Digital ‘War and Peace’ for Nook Falls Victim to Embarrassing Copy-and-Paste Gaffe


Nook hasn’t done too badly in the notoriously hard-to-crack eReader market, but it’s no secret that Amazon’s competing Kindle is the McDonald’s to Barnes and Noble’s Burger King, the Coke to its Pepsi, or the Nicki Minaj to the online retailer’s Lil Kim.

There’s always a company that gets in and locks down the market with an innovative product (like iPods), and Barnes and Noble has had to wrestle every wedge of market share it possesses from dominator Amazon in the eBook marketplace. So can you blame them for being a bit touchy about the word “Kindle?”

Of course, this managed to play out in an utterly humiliating fashion for Barnes and Noble in a very notable book, Tolstoy’s “War and Peace.” An intrepid blogger noticed and publicized the embarrassing error, where the word “kindled,” (not an entirely uncommon one) had been replaced with the nonsensical “Nookd.” And of course, this prompted a bit of digging, first by the blogger, and then by larger tech sources, including Ars Technica.

Comparing the two side-by-side, the blogger found that in at least eight instances, the word “kindle” or a variant thereof in the text had been changed to the out-of-context “Nook” or similar.
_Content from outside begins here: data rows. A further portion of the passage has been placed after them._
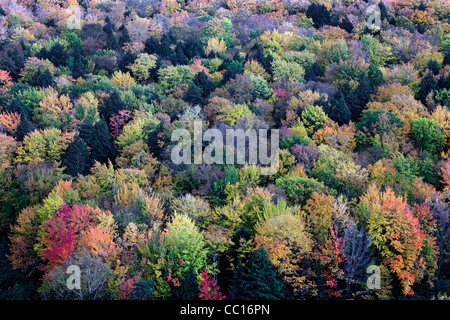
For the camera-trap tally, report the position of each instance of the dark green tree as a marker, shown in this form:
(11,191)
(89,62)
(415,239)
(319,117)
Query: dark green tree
(25,127)
(337,110)
(194,49)
(179,58)
(151,45)
(258,279)
(188,289)
(427,85)
(78,68)
(375,75)
(314,71)
(427,134)
(124,36)
(205,84)
(111,106)
(58,55)
(319,14)
(127,59)
(346,24)
(42,79)
(164,50)
(76,158)
(193,95)
(99,140)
It seems pretty clear that the now red-faced editor adapted a version of “War and Peace” that had some attribution to Amazon’s Kindle somewhere in the text, and used a “find and replace” function to root out the errant mentions of the rival device- however, he or she did not count upon organic usage of the word drawing way more attention to the Nook vs. Kindle rivalry.